Yolculuğunuzun tadını sonuna kadar çıkarıyor musunuz? Muhtemelen hayır: VR stüdyosuna göre daha uzun hissettiriyor

Bayburtgüzeli

Global Mod
Global Mod
Cornell Üniversitesi’nden bir araştırma ekibi, daha az kalabalık bir trene kıyasla kalabalık bir metroda sübjektif zaman algısının nasıl değiştiğini incelemek için bir sanal gerçeklik simülasyonu kullandı. Araştırmaya göre, katılımcılar, kalabalık bir sanal trende zamanın yaklaşık %10 daha yavaş geçtiğine dair öznel bir hisse kapıldılar, bu da insanların trafiğin yoğun olduğu saatlerde belirli kuyruklardan kaçınmasına veya genel olarak toplu taşıma araçlarını kullanmasına neden olabilir.

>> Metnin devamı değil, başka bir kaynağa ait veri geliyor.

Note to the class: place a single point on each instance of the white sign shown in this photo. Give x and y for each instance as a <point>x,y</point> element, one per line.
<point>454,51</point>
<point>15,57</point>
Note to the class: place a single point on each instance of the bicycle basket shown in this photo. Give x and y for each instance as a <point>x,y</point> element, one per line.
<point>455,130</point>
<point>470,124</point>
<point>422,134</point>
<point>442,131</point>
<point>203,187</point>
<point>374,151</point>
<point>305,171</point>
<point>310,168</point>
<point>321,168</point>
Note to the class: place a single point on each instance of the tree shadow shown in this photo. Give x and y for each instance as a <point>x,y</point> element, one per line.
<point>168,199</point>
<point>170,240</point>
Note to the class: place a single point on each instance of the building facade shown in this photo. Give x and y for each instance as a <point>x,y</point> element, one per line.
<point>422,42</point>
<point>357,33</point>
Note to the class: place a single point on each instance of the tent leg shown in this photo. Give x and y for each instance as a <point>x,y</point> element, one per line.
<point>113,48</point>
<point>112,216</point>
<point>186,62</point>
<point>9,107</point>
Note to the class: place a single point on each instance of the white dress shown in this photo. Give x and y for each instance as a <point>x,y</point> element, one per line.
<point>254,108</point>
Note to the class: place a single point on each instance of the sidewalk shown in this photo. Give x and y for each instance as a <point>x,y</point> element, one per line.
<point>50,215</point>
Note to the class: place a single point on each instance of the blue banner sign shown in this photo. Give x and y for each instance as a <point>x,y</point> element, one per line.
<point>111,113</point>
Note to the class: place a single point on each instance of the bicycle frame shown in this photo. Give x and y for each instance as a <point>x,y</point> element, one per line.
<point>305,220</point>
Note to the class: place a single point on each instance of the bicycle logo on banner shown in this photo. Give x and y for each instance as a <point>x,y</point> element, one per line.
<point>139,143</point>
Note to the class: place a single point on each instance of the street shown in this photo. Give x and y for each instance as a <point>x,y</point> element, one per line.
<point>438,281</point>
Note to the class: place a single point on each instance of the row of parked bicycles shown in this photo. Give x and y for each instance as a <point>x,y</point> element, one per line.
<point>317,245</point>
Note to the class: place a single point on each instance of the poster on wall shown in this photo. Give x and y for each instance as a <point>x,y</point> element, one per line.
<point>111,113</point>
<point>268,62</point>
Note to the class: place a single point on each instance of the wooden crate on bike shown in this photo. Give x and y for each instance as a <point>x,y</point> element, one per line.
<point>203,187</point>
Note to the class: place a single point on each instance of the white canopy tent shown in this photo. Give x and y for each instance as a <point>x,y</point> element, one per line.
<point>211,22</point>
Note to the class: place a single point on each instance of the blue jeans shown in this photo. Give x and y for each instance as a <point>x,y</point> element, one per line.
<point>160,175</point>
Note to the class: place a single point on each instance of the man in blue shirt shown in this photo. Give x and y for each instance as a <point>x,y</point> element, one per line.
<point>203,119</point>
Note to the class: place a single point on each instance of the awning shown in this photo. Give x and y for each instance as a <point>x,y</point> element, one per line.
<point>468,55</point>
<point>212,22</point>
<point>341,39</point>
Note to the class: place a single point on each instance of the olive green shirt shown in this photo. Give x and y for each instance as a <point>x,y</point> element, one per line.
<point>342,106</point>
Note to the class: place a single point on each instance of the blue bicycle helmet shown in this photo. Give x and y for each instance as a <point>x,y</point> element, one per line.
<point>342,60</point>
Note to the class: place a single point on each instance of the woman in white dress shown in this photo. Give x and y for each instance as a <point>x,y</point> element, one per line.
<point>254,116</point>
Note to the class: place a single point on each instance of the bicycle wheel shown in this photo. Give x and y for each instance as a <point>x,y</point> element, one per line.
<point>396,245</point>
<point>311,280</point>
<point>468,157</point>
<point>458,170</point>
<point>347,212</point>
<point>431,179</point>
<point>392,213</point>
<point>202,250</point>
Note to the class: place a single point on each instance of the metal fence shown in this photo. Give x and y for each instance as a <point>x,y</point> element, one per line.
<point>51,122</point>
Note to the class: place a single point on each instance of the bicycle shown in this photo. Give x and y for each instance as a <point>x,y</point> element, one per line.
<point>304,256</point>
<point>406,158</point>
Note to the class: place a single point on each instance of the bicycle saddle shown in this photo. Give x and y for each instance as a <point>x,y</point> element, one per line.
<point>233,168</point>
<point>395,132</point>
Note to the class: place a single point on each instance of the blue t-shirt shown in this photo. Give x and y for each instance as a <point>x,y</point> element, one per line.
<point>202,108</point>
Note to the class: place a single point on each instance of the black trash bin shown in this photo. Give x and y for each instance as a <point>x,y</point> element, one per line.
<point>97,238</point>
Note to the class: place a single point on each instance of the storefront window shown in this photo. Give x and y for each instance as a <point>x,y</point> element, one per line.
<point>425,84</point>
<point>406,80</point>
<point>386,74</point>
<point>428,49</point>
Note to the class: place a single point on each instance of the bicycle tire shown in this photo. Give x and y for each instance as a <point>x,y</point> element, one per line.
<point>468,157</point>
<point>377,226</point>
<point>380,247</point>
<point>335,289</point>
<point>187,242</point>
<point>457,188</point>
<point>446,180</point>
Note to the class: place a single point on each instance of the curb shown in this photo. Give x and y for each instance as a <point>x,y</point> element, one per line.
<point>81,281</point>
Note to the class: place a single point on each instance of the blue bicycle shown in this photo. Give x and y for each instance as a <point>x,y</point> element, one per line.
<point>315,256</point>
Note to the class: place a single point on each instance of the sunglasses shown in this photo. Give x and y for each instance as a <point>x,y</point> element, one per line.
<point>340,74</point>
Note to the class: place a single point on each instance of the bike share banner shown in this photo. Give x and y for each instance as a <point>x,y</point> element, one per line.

Şimdiye kadar, trafik planlayıcıları, “Belirtilen Tercih” anketlerinin yardımıyla, yüksek kapasite kullanımı, fiyatlar veya dakiklik gibi faktörlerin ulaşım seçiminde ne gibi etkileri olduğunu bulmaya çalıştılar. Katılımcılara, aralarından seçim yapmaları ve onlar için mümkün olan en iyi seçeneği seçmeleri için bir dizi farklı kurgusal senaryo sunulur. Farklı hayali senaryoları ustaca çeşitlendirerek, en büyük etkiye sahip olan etkileyici faktörleri izole etmeye çalışabilirsiniz. Ancak bir sorun, tüm senaryoların tamamen kurgusal olmasıdır.


Henüz varmadık mı? Henüz varmadık mı? Henüz varmadık mı?


Saeedeh Sadeghi ve meslektaşları, şimdi çalışma katılımcılarına, her biri farklı derecelerde kalabalık olan, rastgele atanmış 60, 70 veya 80 saniyelik beş sanal gerçeklik simüle edilmiş metro yolculuğu yaptırdı. Daha sonra katılımcılara gezinin ne kadar hoş ya da nahoş olduğunu ve ne kadar sürdüğünü düşündüklerini sordular. Sonuç: Kalabalık araçlar, daha az kalabalık araçlara göre ortalama yüzde 10 daha uzun sürdü. Zamandaki bozulma, memnuniyet veya hoşnutsuzluk derecesi ile ilişkiliydi: hoş olmayan yolculuklar, hoş olanlardan %20 daha uzun olarak algılandı.


Önerilen editoryal içerik



İzninizle, buraya harici bir YouTube videosu (Google Ireland Limited) yüklenecek.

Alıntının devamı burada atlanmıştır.